I realize there are different varieties of OSAS and all don't see it exactly the same way, however, I assure you, some see it exactly as mentioned.
Nor did he have to do any works because Jesus used a little common sense and realized he was going to be dead shortly so he had no chance to do those things. Jesus just isn't going to expect the impossible from anyone, it wouldn't be fair, and if anyone was ever fair minded, it was Christ.
Had the thief lived for some reason, the same thing would have been expected of him, as it was from others.
So my soul is doomed without mere bread and wine? Im having a hard time believing that.

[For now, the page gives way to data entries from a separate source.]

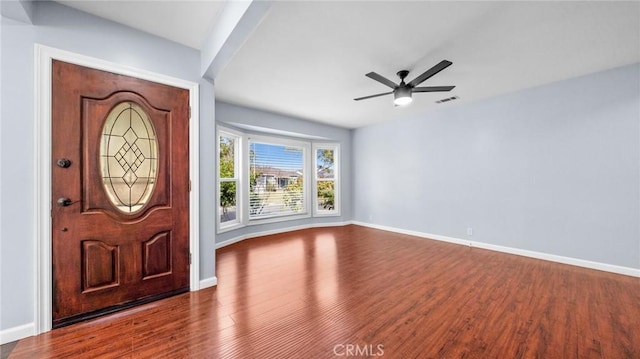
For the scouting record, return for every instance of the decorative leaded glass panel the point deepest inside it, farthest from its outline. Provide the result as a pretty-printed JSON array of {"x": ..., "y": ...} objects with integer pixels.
[{"x": 128, "y": 157}]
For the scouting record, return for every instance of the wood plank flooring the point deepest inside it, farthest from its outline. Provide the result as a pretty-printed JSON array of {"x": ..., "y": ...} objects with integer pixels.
[{"x": 354, "y": 291}]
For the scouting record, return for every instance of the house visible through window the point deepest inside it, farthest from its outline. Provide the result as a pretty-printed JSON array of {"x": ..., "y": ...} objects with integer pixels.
[{"x": 266, "y": 178}]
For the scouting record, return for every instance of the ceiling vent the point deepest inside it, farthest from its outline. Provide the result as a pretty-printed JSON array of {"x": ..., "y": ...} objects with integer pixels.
[{"x": 448, "y": 99}]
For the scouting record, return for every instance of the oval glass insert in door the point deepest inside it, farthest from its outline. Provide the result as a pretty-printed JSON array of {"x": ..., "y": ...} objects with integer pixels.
[{"x": 128, "y": 157}]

According to Augustine, this passage is to be taken figuratively and not literally, because it implies a vice or crime.
That is a gross misrepresentation of the teachings of Augustine. So much so that it becomes a lie. What you are referring to is Augustine's exposition on interpretation of scripture and *not* his view on the Eucharist. Speaking directly to the Eucharist, Augustine said:
"That cup, or rather what the cup contains, sanctified by the word of God, is the blood of Christ."
Your reference is often a "mined quote" from Augustine used by many to spread the falsehood that Augustine held some view of the Eucharist that differed from what Christianity has always taught.
Remember this: Anyone who tells you that Augustine did not teach that the Eucharist is the body and blood of Christ is either grossly ignorant or is lying to you.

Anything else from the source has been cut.